I also met Claudia, an amazing woman from Germany who was camping at the opposite end of Wild Cove. She is one of the most well traveled people I have ever met and is traveling across Canada, down the western States, up to Alaska, and eventually to the tip of South America. For this adventure she is driving a custom Toyota Land Cruiser that she had shipped over from Germany.
That evening she told me about her travels, from Iceland to Australia to Africa and beyond. Her stories are amazing and just scratch the surface of what she has experienced.
The next day had a wind out of the south, so it was a perfect day to travel north. With my bike stripped of it’s panniers and just a backpack in the front basket, I headed to Western Brook Pond to hike the Snug Harbor trail. I passed an old abandoned fun park along the way.
and traveled through the town of Rocky Harbour.
I also stopped in the town of Sally’s Cove, a town I would have passed right through if I was in a car. The buildings and boats, to me, were a great excuse to take some photos.
Western Brook Pond is a beautiful place
and most people hike in and take a boat ride through the fiord. For those who prefer an alternative, there is the Snug Harbour Trail, an 8km unmaintained trail, complete with a river crossing,
to a beautiful cove and on this day I had it all to myself.
The wind that blew me so easily to the north, fought me mercilessly back south. Rather than fight back, I chose the one thumb alternative and hitched my way back to Norris Point. After a few pints at The Cat Stop with Claudia, I watched another beautiful sunset from comfort of my tent.
With some rain overnight and a grey start to the morning, it seemed like a perfect day to do……. practically nothing.
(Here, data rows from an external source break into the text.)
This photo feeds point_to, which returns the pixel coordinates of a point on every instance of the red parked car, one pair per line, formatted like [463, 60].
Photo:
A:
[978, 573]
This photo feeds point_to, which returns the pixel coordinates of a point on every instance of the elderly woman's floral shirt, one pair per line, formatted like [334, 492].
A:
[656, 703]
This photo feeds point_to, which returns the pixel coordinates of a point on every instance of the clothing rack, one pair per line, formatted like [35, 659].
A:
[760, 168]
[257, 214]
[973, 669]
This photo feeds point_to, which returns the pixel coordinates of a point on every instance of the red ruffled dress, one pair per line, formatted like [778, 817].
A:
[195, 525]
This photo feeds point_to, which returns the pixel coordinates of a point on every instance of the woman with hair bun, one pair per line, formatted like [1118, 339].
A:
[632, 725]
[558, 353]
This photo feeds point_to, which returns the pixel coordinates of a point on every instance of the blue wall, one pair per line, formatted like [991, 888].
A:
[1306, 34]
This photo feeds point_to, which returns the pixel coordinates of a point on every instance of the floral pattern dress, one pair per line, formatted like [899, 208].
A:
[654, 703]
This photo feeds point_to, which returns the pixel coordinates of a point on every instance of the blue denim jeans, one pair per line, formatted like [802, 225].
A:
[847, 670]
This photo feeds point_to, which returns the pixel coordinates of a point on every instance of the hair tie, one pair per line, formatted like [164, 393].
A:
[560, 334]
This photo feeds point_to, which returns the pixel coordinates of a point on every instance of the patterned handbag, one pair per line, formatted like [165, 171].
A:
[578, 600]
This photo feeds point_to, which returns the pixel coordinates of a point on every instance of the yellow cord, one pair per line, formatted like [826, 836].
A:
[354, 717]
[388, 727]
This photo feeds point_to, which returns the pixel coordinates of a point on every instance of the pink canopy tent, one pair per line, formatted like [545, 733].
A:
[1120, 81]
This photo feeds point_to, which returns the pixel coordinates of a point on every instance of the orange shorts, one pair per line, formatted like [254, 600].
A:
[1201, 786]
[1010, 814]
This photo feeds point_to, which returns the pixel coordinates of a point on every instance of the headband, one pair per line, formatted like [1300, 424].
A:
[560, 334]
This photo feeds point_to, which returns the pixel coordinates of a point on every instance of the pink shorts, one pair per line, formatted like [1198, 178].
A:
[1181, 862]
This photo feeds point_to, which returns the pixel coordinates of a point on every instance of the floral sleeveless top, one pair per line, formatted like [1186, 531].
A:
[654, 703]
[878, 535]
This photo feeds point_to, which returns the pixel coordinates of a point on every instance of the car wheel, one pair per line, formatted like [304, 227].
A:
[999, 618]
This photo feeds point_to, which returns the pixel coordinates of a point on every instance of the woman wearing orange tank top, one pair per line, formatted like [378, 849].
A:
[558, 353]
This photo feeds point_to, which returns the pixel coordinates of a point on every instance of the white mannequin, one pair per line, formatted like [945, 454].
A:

I spent the morning and early afternoon at my new office on the back porch of The Cat Stop, went for a few short hikes, then it was back to The Cat Stop (there is a trend here, thank you Kane for the great hospitality) for an evening of open mike. Really, I hardly noticed the music and spent the evening consuming a few too many pints with Claudia and just enjoying the conversation instead.
The next day it was time to leave paradise. Claudia was traveling north and eventually taking the ferry over to Labrador and I needed to travel south and eventually back home to Vermont. With one last stop at The Cat Stop, I grabbed the ferry over to Woody Point and began my return trip to reality.
2 thoughts on “Norris Point and Gros Morne National Park – The most relaxing places I have ever been.”
I ran into PJ in Deer Lake as well. We had a great chat and he told me about another cyclist he had just run into riding a Surly – it must have been you.
Glad you found our province so relaxing. If you are ever coming this way again let me know and maybe we can do a ride together.
Great blog and your pictures are fantastic.
Thanks Malcolm. It will be a few years, but I will definitely be back. Newfoundland has amazing beauty, but it is the people that really make it a special place.